Ring has launched a new Ring Verify tool that the company says can “verify that Ring videos you receive haven’t been edited or changed.” But since Ring won’t verify videos that have been altered in any way, it probably won’t be able to verify those videos you see on TikTok that look like they’re from security camera footage but are actually made with AI.
All videos downloaded from Ring’s cloud now include a “digital security seal,” Ring says. To check and to see if a video is authentic, go to the Ring Verify website and select a video from your device to upload it. When Ring Verify says a video is “verified,” that means “the video hasn’t been changed in any way since it was downloaded from Ring.” (Ring Verify is built on C2PA standards, according to spokesperson Kaleigh Bueckert-Orme.)

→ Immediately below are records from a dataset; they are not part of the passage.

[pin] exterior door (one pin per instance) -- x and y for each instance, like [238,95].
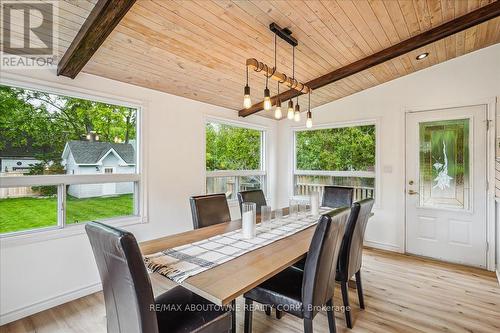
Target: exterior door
[446,184]
[108,188]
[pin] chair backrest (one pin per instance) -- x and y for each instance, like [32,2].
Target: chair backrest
[337,196]
[209,210]
[256,196]
[351,249]
[128,295]
[318,283]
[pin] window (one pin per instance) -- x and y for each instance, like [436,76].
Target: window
[342,156]
[65,160]
[234,159]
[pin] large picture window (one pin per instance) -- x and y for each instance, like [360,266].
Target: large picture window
[342,156]
[65,160]
[234,159]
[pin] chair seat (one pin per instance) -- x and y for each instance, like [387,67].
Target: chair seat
[180,310]
[284,290]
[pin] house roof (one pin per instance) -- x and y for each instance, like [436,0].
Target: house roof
[86,152]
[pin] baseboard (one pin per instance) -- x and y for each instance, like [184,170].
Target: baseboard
[383,246]
[48,303]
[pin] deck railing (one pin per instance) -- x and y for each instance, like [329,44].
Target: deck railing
[15,192]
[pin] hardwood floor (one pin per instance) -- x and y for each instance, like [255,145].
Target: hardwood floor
[402,294]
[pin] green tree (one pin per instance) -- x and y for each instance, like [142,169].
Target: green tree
[337,149]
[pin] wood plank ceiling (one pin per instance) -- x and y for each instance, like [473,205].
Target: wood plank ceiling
[197,49]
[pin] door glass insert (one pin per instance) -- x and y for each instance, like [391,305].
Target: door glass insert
[444,164]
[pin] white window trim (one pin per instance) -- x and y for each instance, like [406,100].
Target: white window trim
[140,178]
[366,174]
[237,173]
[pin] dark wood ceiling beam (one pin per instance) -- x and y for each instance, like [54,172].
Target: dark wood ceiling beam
[101,21]
[444,30]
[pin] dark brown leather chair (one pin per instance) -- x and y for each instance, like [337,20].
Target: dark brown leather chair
[337,196]
[209,210]
[351,253]
[303,293]
[128,297]
[256,196]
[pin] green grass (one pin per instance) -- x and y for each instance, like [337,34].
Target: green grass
[17,214]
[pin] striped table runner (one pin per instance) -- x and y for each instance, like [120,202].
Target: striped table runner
[184,261]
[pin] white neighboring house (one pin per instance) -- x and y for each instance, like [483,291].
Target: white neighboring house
[93,157]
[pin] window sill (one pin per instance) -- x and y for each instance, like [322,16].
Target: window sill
[35,236]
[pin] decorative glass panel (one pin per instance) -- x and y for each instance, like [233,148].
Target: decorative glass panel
[444,164]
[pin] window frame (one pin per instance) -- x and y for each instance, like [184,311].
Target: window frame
[366,174]
[263,171]
[138,178]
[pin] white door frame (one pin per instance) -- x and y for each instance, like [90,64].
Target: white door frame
[490,104]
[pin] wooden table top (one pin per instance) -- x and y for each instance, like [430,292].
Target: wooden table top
[223,283]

Any change to the video, including something small like tweaking the brightness, will make a video fail the test. Ring cannot verify videos that “were downloaded before this feature launched in December 2025, or videos that have been edited, cropped, filtered, or altered in any way after download (even trimming a second, adjusting brightness, or cropping)” or “videos uploaded to video sharing sites which compress the video.” Videos recorded with end-to-end encryption turned on can’t be verified, either.
If Ring can’t verify the video as authentic, it also can’t tell you exactly what was changed about it. “Ring’s verification only confirms that a video has not been modified at all since download,” Ring says. If you want an original version of a video, Ring suggests asking the person who shared it with you to share a link from the Ring app.